The same, I submit, is true for reason. If we have a definition of reason–a definition that makes sense, not according to reason but according to the concept “definition”–what qualifies as “being defined”–then we will know precisely why reason is itself reasonable. The apparent tautology is resolved. I have found that this tactic is a great way to separate the true tautologies from the merely presumptive ones.
Here is a true tautology.
Man is totally depraved–total depravity being the common Christian (most popularly Protestant) metaphysic. And see, this is key. Total depravity is not merely one characteristic among many of human beings. It is humanity. It is man’s irreducible ontological state. So the answer to the question “Why is man totally depraved?”, is “Because he is man”. And thus you shall then ask, “Okay. So what is man?”. And the answer, because depravity is indeed a metaphysical assertion according to the doctrine, is “Man IS depravity“.

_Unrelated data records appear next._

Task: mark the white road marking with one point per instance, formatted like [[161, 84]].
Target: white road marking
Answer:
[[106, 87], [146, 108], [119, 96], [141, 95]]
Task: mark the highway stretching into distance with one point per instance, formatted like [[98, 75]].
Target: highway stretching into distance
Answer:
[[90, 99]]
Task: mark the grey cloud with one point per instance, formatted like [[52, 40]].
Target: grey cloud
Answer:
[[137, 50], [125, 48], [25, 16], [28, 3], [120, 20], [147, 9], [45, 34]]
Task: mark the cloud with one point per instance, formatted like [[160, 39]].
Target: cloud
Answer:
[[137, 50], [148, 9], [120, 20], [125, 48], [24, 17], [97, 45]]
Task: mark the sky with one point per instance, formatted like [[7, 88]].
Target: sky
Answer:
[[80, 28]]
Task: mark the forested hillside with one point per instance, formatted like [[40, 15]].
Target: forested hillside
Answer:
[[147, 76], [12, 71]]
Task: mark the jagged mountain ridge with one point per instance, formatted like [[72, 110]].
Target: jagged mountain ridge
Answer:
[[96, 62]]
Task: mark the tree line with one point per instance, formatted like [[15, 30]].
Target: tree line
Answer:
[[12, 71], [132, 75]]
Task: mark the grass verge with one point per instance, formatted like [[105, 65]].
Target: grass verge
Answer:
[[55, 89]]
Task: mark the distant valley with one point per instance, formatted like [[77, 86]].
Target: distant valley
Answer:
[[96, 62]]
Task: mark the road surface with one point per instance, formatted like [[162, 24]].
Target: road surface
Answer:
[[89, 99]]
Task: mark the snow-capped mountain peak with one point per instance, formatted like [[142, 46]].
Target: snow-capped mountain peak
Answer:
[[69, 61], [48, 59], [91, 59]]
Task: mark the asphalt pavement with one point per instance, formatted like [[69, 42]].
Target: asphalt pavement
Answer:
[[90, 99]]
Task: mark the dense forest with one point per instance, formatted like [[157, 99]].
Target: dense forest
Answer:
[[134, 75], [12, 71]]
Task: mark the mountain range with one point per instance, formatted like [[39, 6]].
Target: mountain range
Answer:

And this, my friends, is what a true tautology looks like. Man is depraved because he is depravity. What is man? Depravity. What is depravity? Depravity is man. Both concepts are thus destroyed because they infinitely circle back upon themselves. They have no relevance to reality whatsoever because they cannot be defined; they cannot be contextualize. They are made “distinct” and yet no distinction is able to be provided. This wrecks them both. And thus the assertion that man is depraved becomes a logical fallacy.
Reason, on the other hand, is a false tautology.
Why is reason reasonable?
Because it’s reason.
What is reason?
Ah…good question. Reason is conceptual consistency. It is the combination of any given number of abstract (like “left” or “happiness”) and/or material (like “tree” or “Joey Ramone”) concepts in a way in which the concepts do not contradict themselves (e.g. “Joey Ramone took a right at the corner, which was in a leftward direction.”) in order to convey an idea to one who shares your existential frame of reference (that is, another conscious/moral agent).
And this is the real answer to the question “Why is reason reasonable?”. The real answer is: because it doesn’t contradict its own definition. Nor, I would add, is anyone who affirms the validity of reason suggesting, as far as I can tell, that it is its own definition. Reason, defined, is not “reason”, and I know of no one who has suggested such a thing aside from the mystics who (falsely) claim that it’s tautological. Reason is conceptual consistency. It is the integration of ideas which do not self-nullify.
“Reason”, then, is simply the term given to why communication between moral and conscious agents is actually possible.
Thank you I like that. I was almost going to ask the question of whether or not reason occurs or exists outside the spoken word, but then you neatly close that gap in your last sentence.
Yeah I have to wonder a little bit what’s really going on with your statement your short essay here.
Because my question would indeed be is there reason somehow beyond or separate from the spoken and communicated word? Or is what is communicated or located within the attempt to communicate, folded back into consciousness such that there is a thinking that is reasonable or that can be called reason that necessarily extends in both directions at once, which is to say in the already potentiated word of communication?
Perhaps this is where the as you say eastern people want to say reason is a tautology. But then I would move to say they are probably the most mistaken or they evidence a larger mistake then the purely ‘logic reason’ side. But that there is some sort of confusion going on between the designation of those two sides.